The number of problem banks on a regulatory watch list increased to 117 by the end of the second quarter from 90 at the end of the first quarter, the Federal Deposit Insurance Corp said.


The combined assets of the problem banks increased to $78 billion from $26 billion, the agency said.

The housing slump and worsening economic conditions forced U.S. banks to set aside $50.2 billion in loan loss provisions during the second quarter, the FDIC said in its quarterly industry update.

That figure is more than four times the $11.4 billion that the industry set aside in the second quarter last year.

"By any yardstick, it was another rough quarter for bank earnings, but the results were not unexpected as the industry coped with financial market disruptions, the housing slump, worsening economic conditions and the overall downturn in the credit cycle," FDIC Chairman Sheila Bair said in a statement.

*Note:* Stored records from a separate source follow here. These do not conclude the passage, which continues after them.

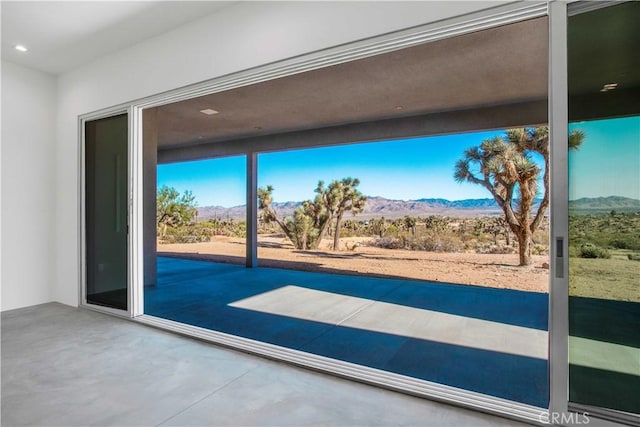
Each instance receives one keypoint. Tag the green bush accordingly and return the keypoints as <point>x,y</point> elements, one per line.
<point>589,250</point>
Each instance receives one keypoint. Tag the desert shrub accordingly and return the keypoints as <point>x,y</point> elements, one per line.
<point>494,249</point>
<point>589,250</point>
<point>435,243</point>
<point>192,233</point>
<point>388,243</point>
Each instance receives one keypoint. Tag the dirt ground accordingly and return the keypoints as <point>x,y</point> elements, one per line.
<point>357,257</point>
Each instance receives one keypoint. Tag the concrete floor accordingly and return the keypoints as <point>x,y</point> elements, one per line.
<point>63,366</point>
<point>491,341</point>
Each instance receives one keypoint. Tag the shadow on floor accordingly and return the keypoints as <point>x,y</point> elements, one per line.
<point>200,293</point>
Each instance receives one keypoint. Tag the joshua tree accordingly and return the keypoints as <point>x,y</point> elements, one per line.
<point>312,219</point>
<point>504,167</point>
<point>342,196</point>
<point>172,209</point>
<point>410,223</point>
<point>265,198</point>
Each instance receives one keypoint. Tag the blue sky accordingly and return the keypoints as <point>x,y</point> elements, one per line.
<point>401,169</point>
<point>608,162</point>
<point>408,169</point>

Nine banks have failed so far this year, including IndyMac Bancorp Inc, which became the third-largest U.S. bank failure and was on the FDIC watch list in the second quarter.

Bair also said the agency will consider a plan in early October to replenish its Deposit Insurance Fund, which had a large drop due to IndyMac and other bank failures.

Watch Bair's news conference in video at left.

The fund, which is used to cover insured deposits, fell to $45.2 billion at the end of the second quarter from $52.8 billion at the end of the first quarter.

The agency maintains a running tally of banks with financial, operational or managerial weakness that threaten their financial viability.

FDIC examiners closely monitor the list but do not publicly release the names on it.

Earnings at U.S. banks and thrifts were $5 billion in the second quarter, versus $36.8 billion in the year-ago period, the agency said.

With the exception of the fourth quarter of last year, second-quarter earnings in 2008 were the lowest for the industry since the fourth quarter of 1991.